On consumer-class CPUs, the cache amount isn’t extremely significant (.e.g., 3 to 16MB). On the other hand, workstation-class CPUs can include 128MB+ but also have dozens of processing cores.
Unfortunately, the instructions per cycle (IPC) improvements have similarly been minor for each CPU generation.
CPU Grade has a nice visualization.
CPU Grade said:
Cinebench R15 — Normalized to 3.00 GHz Single-Threaded Performance
In order to initiate an instruction throughput comparison, we must first normalize the processors to one fixed frequency. All models will comfortably operate at 3.00 GHz, and in the case that we might want to add older architectures to the graphs at a later date, the lower frequency also ensures that we don't need to start from scratch with what we have already. All architectures dating back to AMD's K8 and Intel's NetBurst are capable of reaching 3.00 GHz. Perfect.
To simplify a bit, there has only been ~30% IPC increase by Intel over seven years (the
Sandy Bridge to Coffee Lake microarchitectures) — according to a single benchmark, though I don’t think you’ll disagree with these results.
Optimization
Instruction set extensions (e.g., SSE4, AVX) are designed for specific tasks (e.g., video conversion, floating point calculations, machine learning) aiding software developers in performing these operations as efficiently as possible.

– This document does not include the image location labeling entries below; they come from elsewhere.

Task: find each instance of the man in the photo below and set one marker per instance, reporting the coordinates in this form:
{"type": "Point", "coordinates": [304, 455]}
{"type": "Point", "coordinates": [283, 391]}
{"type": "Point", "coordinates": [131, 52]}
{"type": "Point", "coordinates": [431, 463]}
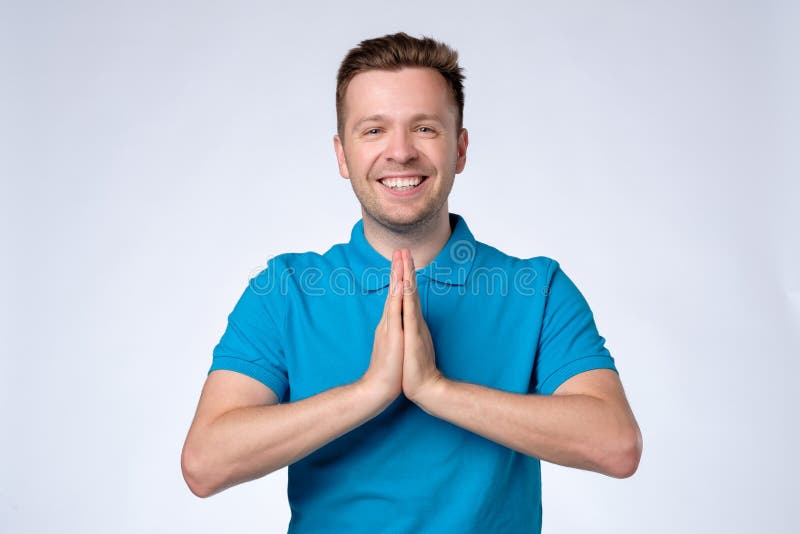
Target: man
{"type": "Point", "coordinates": [413, 377]}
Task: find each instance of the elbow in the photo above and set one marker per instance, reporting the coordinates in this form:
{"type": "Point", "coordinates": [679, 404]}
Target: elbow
{"type": "Point", "coordinates": [195, 474]}
{"type": "Point", "coordinates": [627, 451]}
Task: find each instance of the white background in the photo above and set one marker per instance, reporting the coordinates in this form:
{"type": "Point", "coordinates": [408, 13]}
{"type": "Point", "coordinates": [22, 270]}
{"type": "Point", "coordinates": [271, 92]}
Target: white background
{"type": "Point", "coordinates": [153, 156]}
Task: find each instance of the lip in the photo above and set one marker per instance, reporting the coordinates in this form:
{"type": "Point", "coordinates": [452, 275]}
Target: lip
{"type": "Point", "coordinates": [410, 192]}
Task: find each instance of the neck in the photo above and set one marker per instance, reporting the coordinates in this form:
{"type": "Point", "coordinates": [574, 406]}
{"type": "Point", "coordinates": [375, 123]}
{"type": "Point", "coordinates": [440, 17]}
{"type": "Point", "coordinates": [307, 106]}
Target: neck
{"type": "Point", "coordinates": [425, 240]}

Beyond CPUs, this type of optimization has been available in add-on card format (e..g, graphics cards, audio cards, video capture cards). Apple’s M1 combines these implementations. While the Arm architecture has its own versions of instruction set extensions, the M1 system on a chip (SoC) integrates hardware additions that behave like accelerator add-on cards (e.g., Neural Engine). When software developers fully utilize these, performance will/should be as optimal as possible (e.g., Apple used Intel’s SSE in iTunes for audio file conversions), therefore, creating the biggest boost in performance. Of course, proper and full implementation requires significant time and effort, plus whether or not there is an applicable, optimized component available for the use case.